Philip Hoult looks at the continuing trend of law firm demergers and says they can offer a viable escape route for divided firms.
Last week Vizards, a profitable 29-partner firm with a history stretching back more than 200 years, became the sixth small to medium-sized practice to split up in the past three months.
On 1 May 1999, it will follow Frere Cholmeley Bischoff, Stones Porter, Slater Heelis, Forsyte Saunders Kerman, and Franks Charlesly, in closing its doors.
Meanwhile, the City of London rumour mill is suggesting that a firm just outside the top 20 is considering demerging.
Managers at these firms, often riven with disagreements over their future, are realising that forcing through a break-up is the best, if not the only, way forward.
They know that their firms, taken as a whole, are unattractive merger candidates to the larger or more profitable firms.
After all, why would the better-run firms want to deal with the logistical headaches of a merger and the messy task of cutting off the dead wood?
Why bother when they can poach a team of good lawyers who are then much easier to assimilate?
Forcing through a break-up has a number of benefits for firms in crisis.
Top-performing partners – frustrated that their efforts are being hampered by others – would be free to join a firm where their billings are more the rule than the exception.
Partners whose areas of practice need the support of greater resources can go to a firm that will more readily provide them.
Those whose work is outside the current firms' core areas – often, in relative terms, the areas that are under-performing – would be happier at a firm where they would not feel like cogs in a much larger machine or where the environment was less pressurised.
A classic example of where this has worked has been the decision by many City firms in the 1990s to divest themselves of their private client departments.
Also, the client bases of the partners, if there is not much overlap, could be far better exploited at a new firm where there was more opportunity to "cross-sell" successfully.
This would offset the inevitable loss of some clients, who might use the opportunity to change allegiance to another firm.
Breaking up is obviously neither a cheap nor an easy option – in fact, the costs may be prohibitive, particularly if there are significant property liabilities.

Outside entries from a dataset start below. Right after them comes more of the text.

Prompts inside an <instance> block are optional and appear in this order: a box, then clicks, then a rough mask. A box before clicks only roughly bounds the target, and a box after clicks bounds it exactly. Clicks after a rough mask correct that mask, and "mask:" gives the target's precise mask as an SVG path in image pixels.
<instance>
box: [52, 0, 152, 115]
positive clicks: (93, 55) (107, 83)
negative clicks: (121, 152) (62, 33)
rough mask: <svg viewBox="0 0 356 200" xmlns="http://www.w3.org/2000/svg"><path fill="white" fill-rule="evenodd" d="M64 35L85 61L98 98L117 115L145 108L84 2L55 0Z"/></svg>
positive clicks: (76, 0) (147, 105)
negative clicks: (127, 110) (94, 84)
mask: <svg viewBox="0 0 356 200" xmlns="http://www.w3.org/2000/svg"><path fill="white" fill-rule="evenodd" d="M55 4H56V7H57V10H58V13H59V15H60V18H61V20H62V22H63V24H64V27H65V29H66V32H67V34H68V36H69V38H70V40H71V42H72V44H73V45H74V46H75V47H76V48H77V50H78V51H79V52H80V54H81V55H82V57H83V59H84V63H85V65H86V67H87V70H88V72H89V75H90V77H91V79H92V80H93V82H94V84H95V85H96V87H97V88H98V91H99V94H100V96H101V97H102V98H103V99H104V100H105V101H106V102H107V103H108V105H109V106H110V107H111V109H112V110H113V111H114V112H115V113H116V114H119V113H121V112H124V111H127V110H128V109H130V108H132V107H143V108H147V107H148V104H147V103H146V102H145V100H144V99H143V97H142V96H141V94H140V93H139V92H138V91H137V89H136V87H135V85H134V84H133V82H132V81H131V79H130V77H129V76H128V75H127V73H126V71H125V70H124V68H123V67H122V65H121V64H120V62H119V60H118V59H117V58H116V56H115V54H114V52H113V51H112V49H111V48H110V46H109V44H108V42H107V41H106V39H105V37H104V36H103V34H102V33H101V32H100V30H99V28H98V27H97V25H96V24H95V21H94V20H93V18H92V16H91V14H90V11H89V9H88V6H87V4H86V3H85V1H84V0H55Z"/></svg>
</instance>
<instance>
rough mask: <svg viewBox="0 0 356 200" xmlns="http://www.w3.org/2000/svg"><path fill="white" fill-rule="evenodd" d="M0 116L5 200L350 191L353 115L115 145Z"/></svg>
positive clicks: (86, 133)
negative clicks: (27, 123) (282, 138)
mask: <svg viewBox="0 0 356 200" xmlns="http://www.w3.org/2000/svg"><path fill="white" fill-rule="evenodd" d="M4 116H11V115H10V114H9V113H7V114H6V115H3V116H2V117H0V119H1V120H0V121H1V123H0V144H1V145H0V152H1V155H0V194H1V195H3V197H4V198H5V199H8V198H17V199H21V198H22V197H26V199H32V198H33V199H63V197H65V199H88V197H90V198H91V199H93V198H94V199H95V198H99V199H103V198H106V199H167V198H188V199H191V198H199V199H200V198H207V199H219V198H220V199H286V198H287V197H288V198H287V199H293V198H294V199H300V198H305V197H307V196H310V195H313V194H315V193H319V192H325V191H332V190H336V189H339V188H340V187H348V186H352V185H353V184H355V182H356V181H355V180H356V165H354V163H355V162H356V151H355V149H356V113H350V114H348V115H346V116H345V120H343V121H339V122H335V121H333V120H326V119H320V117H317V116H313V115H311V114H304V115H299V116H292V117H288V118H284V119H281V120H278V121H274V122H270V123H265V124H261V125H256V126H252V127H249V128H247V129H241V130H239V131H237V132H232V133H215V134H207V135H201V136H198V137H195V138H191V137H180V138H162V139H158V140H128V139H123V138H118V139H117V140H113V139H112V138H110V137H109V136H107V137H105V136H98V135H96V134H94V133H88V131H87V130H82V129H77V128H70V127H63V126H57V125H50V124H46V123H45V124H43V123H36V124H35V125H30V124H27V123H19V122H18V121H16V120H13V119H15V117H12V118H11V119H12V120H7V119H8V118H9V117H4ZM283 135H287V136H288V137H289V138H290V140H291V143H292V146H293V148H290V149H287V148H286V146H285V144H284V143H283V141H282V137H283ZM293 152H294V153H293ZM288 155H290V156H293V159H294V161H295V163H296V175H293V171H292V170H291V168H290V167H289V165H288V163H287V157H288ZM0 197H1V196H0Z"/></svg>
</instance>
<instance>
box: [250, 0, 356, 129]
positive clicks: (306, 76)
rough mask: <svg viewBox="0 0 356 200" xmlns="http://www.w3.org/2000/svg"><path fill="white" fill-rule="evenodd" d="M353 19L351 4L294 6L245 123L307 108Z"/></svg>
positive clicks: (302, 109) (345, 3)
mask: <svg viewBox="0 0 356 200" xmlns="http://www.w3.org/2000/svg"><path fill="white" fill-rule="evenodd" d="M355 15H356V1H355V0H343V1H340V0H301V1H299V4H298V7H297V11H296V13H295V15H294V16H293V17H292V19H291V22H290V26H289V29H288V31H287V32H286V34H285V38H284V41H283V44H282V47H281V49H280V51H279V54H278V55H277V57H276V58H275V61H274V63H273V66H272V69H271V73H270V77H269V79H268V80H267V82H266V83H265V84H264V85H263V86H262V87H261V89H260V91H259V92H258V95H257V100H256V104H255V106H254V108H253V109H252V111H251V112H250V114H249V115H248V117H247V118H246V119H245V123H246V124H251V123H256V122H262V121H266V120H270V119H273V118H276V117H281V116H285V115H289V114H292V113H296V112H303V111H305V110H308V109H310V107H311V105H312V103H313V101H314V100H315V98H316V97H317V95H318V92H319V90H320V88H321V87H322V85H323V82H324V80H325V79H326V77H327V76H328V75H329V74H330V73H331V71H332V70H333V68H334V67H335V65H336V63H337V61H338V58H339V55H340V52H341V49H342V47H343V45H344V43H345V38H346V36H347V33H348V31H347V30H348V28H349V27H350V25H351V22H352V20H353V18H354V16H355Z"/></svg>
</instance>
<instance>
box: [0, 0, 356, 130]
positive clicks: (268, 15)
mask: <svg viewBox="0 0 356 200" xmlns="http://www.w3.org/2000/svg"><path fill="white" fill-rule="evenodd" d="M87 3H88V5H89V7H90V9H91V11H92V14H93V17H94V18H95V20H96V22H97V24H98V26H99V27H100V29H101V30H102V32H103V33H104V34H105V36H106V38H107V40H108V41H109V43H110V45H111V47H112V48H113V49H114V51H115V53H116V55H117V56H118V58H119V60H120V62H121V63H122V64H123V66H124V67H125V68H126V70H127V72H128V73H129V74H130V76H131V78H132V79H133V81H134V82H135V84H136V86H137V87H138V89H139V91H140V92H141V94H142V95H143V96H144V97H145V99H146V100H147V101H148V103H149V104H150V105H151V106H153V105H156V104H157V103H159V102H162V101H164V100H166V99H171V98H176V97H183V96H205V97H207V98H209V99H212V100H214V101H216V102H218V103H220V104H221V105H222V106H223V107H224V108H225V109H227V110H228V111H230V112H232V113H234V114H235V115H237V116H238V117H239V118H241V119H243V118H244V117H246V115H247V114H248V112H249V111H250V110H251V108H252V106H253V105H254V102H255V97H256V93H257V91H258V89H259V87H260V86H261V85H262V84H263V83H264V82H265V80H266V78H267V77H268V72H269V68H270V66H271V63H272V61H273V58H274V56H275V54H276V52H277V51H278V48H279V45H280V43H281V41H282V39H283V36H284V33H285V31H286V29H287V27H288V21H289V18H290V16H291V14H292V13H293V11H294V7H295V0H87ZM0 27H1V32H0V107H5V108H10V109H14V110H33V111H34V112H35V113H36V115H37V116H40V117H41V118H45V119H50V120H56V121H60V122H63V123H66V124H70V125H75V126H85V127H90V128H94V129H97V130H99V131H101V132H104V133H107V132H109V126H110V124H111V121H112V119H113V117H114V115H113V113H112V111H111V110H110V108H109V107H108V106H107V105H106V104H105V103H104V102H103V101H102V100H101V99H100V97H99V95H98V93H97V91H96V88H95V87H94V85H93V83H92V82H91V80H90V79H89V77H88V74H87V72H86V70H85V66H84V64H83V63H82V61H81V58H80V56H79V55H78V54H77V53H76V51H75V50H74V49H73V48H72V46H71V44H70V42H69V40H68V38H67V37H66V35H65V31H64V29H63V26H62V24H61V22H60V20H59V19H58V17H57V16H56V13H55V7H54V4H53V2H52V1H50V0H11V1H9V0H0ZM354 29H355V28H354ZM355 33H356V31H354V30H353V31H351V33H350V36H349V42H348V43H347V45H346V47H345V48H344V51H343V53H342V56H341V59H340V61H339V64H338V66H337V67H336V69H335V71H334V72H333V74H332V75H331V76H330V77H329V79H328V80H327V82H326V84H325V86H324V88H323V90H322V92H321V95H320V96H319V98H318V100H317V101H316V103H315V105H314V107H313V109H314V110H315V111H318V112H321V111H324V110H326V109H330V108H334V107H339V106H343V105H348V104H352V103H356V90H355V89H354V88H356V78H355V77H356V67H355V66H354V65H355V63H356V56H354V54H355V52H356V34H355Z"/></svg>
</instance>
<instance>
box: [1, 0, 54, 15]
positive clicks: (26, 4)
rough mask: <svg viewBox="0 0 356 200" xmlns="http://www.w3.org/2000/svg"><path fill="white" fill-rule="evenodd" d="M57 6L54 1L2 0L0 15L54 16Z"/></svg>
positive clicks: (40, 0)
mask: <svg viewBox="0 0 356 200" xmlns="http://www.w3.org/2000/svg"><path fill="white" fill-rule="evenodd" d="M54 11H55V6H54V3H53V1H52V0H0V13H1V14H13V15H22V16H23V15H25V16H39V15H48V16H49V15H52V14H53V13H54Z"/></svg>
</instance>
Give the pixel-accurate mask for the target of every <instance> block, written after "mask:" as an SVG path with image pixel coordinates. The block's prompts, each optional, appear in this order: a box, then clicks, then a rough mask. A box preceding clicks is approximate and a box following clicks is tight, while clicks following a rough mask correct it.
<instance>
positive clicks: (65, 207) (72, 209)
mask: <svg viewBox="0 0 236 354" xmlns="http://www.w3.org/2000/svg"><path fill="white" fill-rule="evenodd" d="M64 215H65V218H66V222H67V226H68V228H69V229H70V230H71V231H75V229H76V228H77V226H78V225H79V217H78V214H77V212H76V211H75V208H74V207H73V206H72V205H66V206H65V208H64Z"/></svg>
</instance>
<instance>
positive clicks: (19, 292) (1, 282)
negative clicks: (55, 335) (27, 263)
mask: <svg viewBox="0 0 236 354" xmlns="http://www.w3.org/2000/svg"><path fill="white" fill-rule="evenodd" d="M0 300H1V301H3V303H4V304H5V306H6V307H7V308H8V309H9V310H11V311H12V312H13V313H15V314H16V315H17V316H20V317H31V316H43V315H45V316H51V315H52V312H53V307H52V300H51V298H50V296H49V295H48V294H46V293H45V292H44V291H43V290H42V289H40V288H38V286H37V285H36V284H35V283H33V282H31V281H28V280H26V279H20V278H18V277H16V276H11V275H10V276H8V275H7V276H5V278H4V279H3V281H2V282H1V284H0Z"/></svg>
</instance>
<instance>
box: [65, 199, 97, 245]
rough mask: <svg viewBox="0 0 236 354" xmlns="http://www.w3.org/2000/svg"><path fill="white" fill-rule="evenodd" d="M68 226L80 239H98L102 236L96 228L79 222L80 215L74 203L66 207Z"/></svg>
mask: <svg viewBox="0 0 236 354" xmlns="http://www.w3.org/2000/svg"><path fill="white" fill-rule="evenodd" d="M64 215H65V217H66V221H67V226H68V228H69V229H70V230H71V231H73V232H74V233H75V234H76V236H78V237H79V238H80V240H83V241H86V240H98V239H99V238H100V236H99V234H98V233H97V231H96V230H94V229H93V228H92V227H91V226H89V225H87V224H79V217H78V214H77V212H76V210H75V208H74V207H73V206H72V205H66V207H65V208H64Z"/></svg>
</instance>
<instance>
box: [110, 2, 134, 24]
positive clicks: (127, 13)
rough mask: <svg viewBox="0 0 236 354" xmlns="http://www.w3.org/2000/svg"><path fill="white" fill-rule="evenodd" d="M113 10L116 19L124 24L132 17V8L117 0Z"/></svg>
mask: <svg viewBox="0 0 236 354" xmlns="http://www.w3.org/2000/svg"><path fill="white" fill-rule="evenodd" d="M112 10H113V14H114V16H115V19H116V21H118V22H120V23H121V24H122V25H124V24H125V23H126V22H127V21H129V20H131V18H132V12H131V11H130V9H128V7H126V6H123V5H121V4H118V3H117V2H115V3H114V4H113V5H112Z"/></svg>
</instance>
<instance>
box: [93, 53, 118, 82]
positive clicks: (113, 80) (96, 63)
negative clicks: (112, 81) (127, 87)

Administrative costs of breaking up may also be high, including redundancies of support staff and even some fee-earners.
But partners who do not relish the prospect of facing up to the firm's existing borrowings will find that the problem is only likely to get worse in the current economic climate.
And, in the meantime, there will be a steady stream of the best staff leaving for other firms.
Breaking up may be hard to do, but struggling firms should look long and hard at whether it is the right move for them.